The primary focus of the environmental justice community in Superfund reform is the creation of a program that will position protection of public health and the environment as the centerpiece of the nations Comprehensive Environmental Response, Compensation, and Liability Act of 1980 and 1986 amendments. We also believe that the role of communities who live or work at or near a Superfund site must be expanded to allow for substantive involvement of these critical stakeholders in Superfund site decision-making.

The paramount concern of the environmental justice community is achieving fairness in communities experiencing disproportionate environmental impacts and preventing unfairness in the future.

The history of Superfund application in environmental justice communities Communities of color are exposed to environmental hazards disproportionately, and have been inadequately protected from environmental degradation by Superfund in the past. According to the National Law Journal, in its report Unequal Protection, the Racial Divide and Environmental Law, published in September of 1992, communities of color wait up to four years longer than white communities in getting Superfund sites cleaned up. Moreover, not only has Superfund been disproportionately ineffective, it has also been discriminatorily implemented. According to this report, permanent treatment remedies were selected twenty-two percent more frequently than mere containment technologies at sites surrounded by white communities. In contrast, containment technologies were selected more frequently than permanent treatment at sites surrounded by communities of color. Other national studies have replicated these findings that government agencies have engaged in disparate treatment of communities of color and low income communities in the implementation and enforcement of both Federal and state environmental laws and regulations.
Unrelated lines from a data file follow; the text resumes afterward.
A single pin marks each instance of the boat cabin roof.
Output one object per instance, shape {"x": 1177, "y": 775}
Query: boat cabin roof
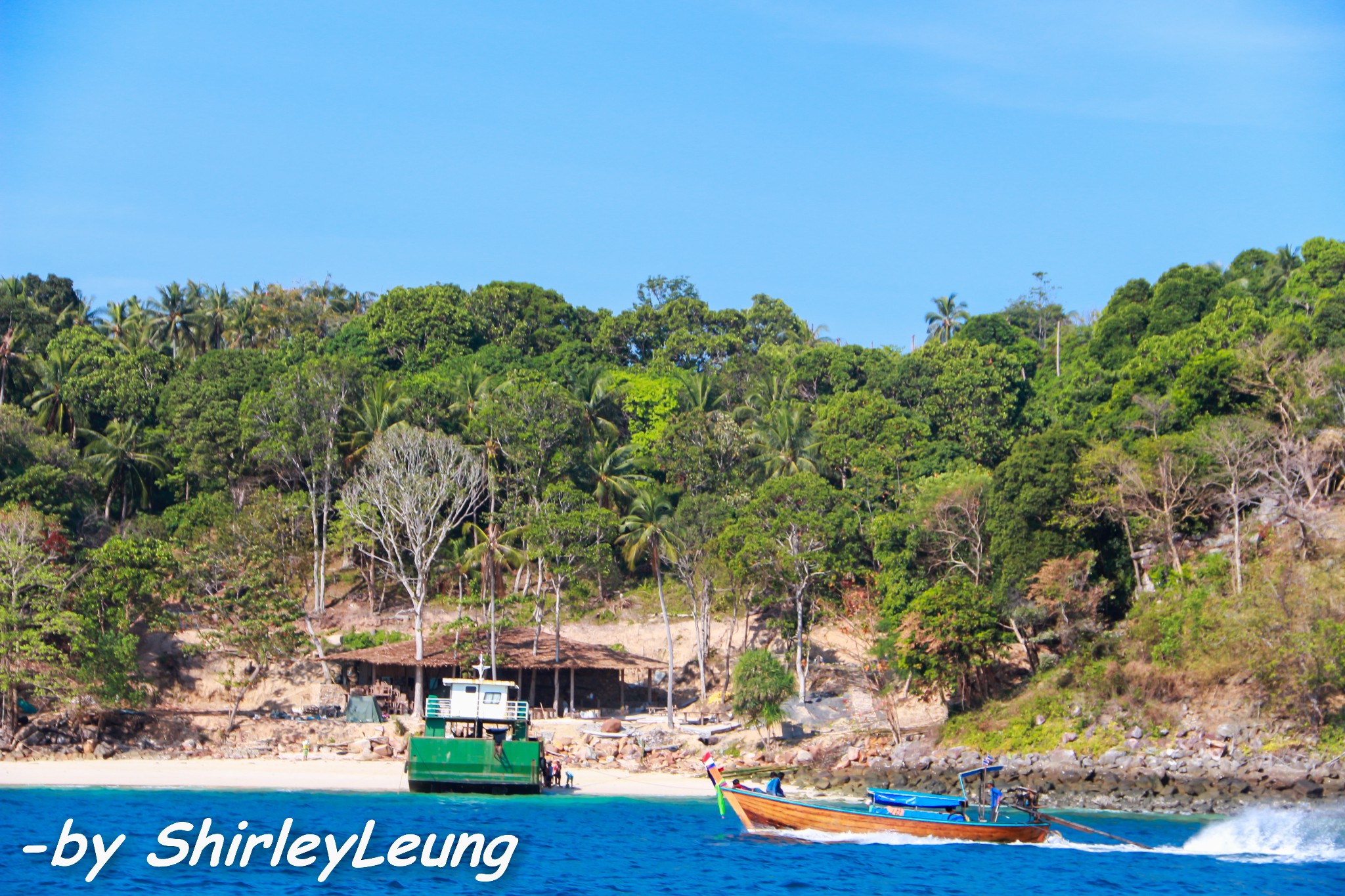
{"x": 977, "y": 771}
{"x": 477, "y": 681}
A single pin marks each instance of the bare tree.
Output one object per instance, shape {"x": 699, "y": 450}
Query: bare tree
{"x": 413, "y": 489}
{"x": 956, "y": 524}
{"x": 1166, "y": 494}
{"x": 1237, "y": 446}
{"x": 298, "y": 429}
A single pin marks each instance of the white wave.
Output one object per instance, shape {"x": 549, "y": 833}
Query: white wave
{"x": 1274, "y": 834}
{"x": 887, "y": 839}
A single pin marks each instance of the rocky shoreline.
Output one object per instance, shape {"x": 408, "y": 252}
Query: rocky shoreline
{"x": 1172, "y": 779}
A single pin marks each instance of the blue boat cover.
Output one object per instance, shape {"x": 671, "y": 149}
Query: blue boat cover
{"x": 977, "y": 771}
{"x": 914, "y": 800}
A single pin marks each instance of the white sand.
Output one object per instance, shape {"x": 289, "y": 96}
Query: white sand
{"x": 299, "y": 774}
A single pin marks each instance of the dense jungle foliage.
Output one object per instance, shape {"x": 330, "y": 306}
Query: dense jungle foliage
{"x": 1149, "y": 482}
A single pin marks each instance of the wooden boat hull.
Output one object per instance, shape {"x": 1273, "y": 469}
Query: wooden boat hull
{"x": 759, "y": 812}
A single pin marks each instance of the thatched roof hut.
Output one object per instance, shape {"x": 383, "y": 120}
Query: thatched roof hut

In 1983 the GAO documented similar finding with respect to hazardous waste landfills. Recent studies found that the percentage of African-Americans and Latinos in communities with NPL sites is greater than the national average. Communities with relatively high percentages of people of color have fewer clean-up plans or signed RODs than other NPL sites in majority white middle class communities.

Additionally there are significant deficiencies in the provisions of CERCLA to address native American tribal and sovereignty issues with respect to Superfund implementation and enforcement on native and tribal lands.

Environmental justice communities want a comprehensive Superfund reauthorization plan that encompasses: revisions to the Hazardous Ranking System and how sites are ranked and listed on the NPL; minimum clean-up standards; the selection of permanent treatment technologies over containment; remedial activity that is based on human and ecological exposure pathways and health risk assessments; assuring that responsible parties are held liable for clean-up costs; and an expanded defined role for public participation in Superfund site clean-up and re-use decision-making. General concerns with the "Superfund Program Completion Act of 1999"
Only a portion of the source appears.